在回去之前,何洛希確認蘇如意暫時沒有什么大問題之后,又跑去問了一遍陳世光。
“她傷成這個樣子,險些沒了命,就真的沒人能管得了嗎”
說話間,何洛希濕潤的眼眶中,不自覺的,陡然生出了一股絕望。
陳世光沒有說話,沉默的低下頭,輕輕搖了搖。
一旁的中年民警,瞧見何洛希這個樣子,顯得也很是無奈
“沒有直接證據,監控視頻也都是死角,而且她自己,也不愿意任何證詞,所以目前,只能以自行摔傷結案。”
何洛希抱著手臂,猛地吸了一口氣,頓時紅了眼眶。
“行吧,那我自己想辦法。”
何洛希說著,握緊了拳頭,從兩人的面前跑來了,坐上了吳向生早早在門口等著的出租車上。

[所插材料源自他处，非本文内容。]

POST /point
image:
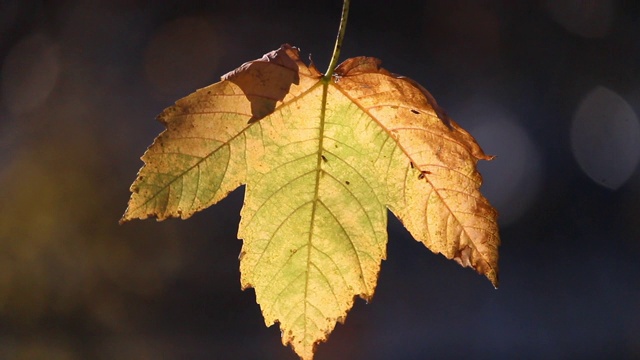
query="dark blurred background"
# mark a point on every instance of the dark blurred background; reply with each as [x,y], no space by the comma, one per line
[550,87]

而此時低著頭的吳向生,那個穿著校服在空中飛舞的身影,在他的腦海里,揮之不去。
長久的一聲吸氣之后,吳向生不受控制地捂住了口鼻,肩膀上的肌肉也跟著震顫起來。
在他身側剛剛坐穩的何洛希,第一時間察覺到了吳向生的異樣,她歪過頭,剛想開口詢問,但一想起吳向生方才在天臺上說的那句話,又突然止住了喉嚨里想要關心他的內容。
努力平復了一陣之后,吳向生沒有追問蘇如意事件后續的處理情況,而何洛希也默契地,對此只字未提。
兩人別扭地各自看向窗外,一路無言。
車子漸漸朝著市中心的方向駛去,何洛希看著道路兩旁建筑樓層的高度越來越高,在某一處十字路口前,忽然叫住了司機。
“師傅,前面右拐停一下,我要去廣電中心找一個人。”
說著,何洛希從口袋里掏出一張面值五十的人民幣,遞到了司機的手邊,語氣清冷
“不用找了,目的地還是翠鉑灣公寓。”
何洛希的這一舉動,跟吳向生更像是被迫無奈組隊一起乘車的旅客,但吳向生對此,也是一如既往地沉默著。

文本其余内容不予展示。